Dyslipidemia was defined when patients were on statin treatment. CAD was defined as presence of angina, history of previous myocardial infarction, positive stress testing, revascularization procedures or stenosis > 50% at the coronary arteries. DM was self-reported and defined as current use of antidiabetic treatment. Renal impairment was defined as plasma creatinine levels ≥ 1.3 mg/dl. Microalbuminuria was defined as 24 hour urinary albumin of 30-300 mg/dl. Presence of LVH and increased carotid IMT were reported according to subject's recent ultrasound examination. Subjects having three or more of the following criteria (according to the NCEP ATP III report) [11], were defined as having the metabolic syndrome (MS): abdominal obesity (waist circumference > 102 cm in men and > 88 cm in women), triglycerides ≥ 150 mg/dl, HDL cholesterol: ≤ 40 mg/dl in men and ≤ 50 mg/dl in women, high blood pressure: ≥ 130/85 mmHg or use of antihypertensive drugs and high fasting plasma glucose: ≥ 100 mg/dl or treatment for diabetes mellitus. Measurement of carotid IMT was performed by carotid ultrasound examination that measured the thickness of the intimal and medial layers of the arterial wall (IMT >0.9 mm in the common carotid artery is a known cardiovascular risk factor) [12]. Retinal examination was carried out by experienced ophthalmologists with no prior knowledge of the participants' blood pressure level.

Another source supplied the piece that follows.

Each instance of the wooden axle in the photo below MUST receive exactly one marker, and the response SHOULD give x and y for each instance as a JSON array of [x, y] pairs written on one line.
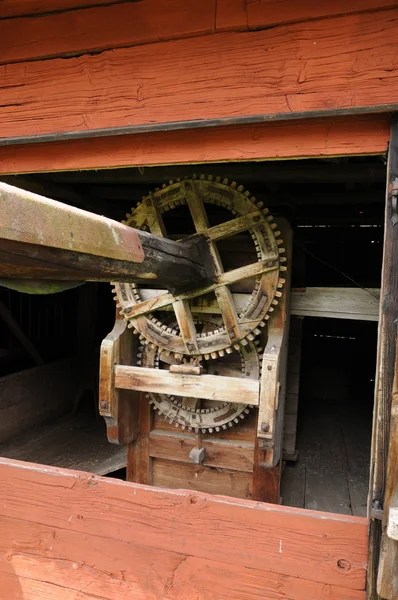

The study protocol was reviewed by the bioethical committee of the Hellenic Association of Research and Continuing Education in Primary Care and a written consent was obtained from all participants.

Statistical analyses

Data are expressed as mean ± standard deviation (SD). Student's t-tests and pearson's χ2 test was used to compare between-groups differences. Logistic regression analysis with a backward stepwise approach was employed to identify variables associated with TOD. Relative risks (RR) were calculated from logistic regression models. Any P value ≤ 0.05 (two-tailed) was considered statistically significant. Data were analyzed using SPSS v 15.0 (SPSS, Chicago, IL, USA).

Results

The basic demographic characteristics of the study subjects are showed in Table 1. Two hundred eighty one (25.7%) subjects had a family history of cardiovascular disease and 28.4% (n = 311) patients had MS. Smokers were 38.9% of the study population. The most frequent co-morbidities were DM (25.8%) and dyslipidemia (59.5%); followed by peripheral artery disease (12.2%), CAD (11.9%), retinopathy (7.2%), heart failure (7.0%) and cerebrovascular disease (4.9%).

Table 1. Characteristics of the studied population [data are showed as Mean ± SD or n (%)]

Blood pressure control

56.8% of the subjects, (n = 622) had blood pressure levels that were considered well-controlled (< 140/85 mmHg). The above targets for blood pressure were achieved by 63.1% of the subjects with CAD, 53.5% of the subjects with TOD and 46.6% of the diabetic subjects. Of the subjects achieved blood pressure levels 12.5% were on single anti-hypertensive agent, 60.0% on dual anti-hypertensive agents and 27.5% were prescribed ≥3 anti-hypertensive drugs.

Target organ damage

Of the total study population, 44.5% (n = 487) had documented TOD (33.0% had LVH, 21.8% increased carotid IMT, 11.0% elevated plasma creatinine levels and 14.6% microalbuminuria). TOD was more prevalent in males than in females (49.1% vs. 43.0%, respectively, P = 0.05). In addition, males had more often increased carotid IMT than females (25.5% vs. 18.8%, respectively, P = 0.009). On the contrary, females had more often microalbuminuria (17.5% vs. 13.4%, respectively, P = 0.06) than males. No differences were observed between the two genders regarding LVH (34.5% vs. 31.9%, respectively, P = 0.35) and elevated plasma creatinine levels (10.3% vs. 12.9%, respectively, P = 0.21) (Table 2).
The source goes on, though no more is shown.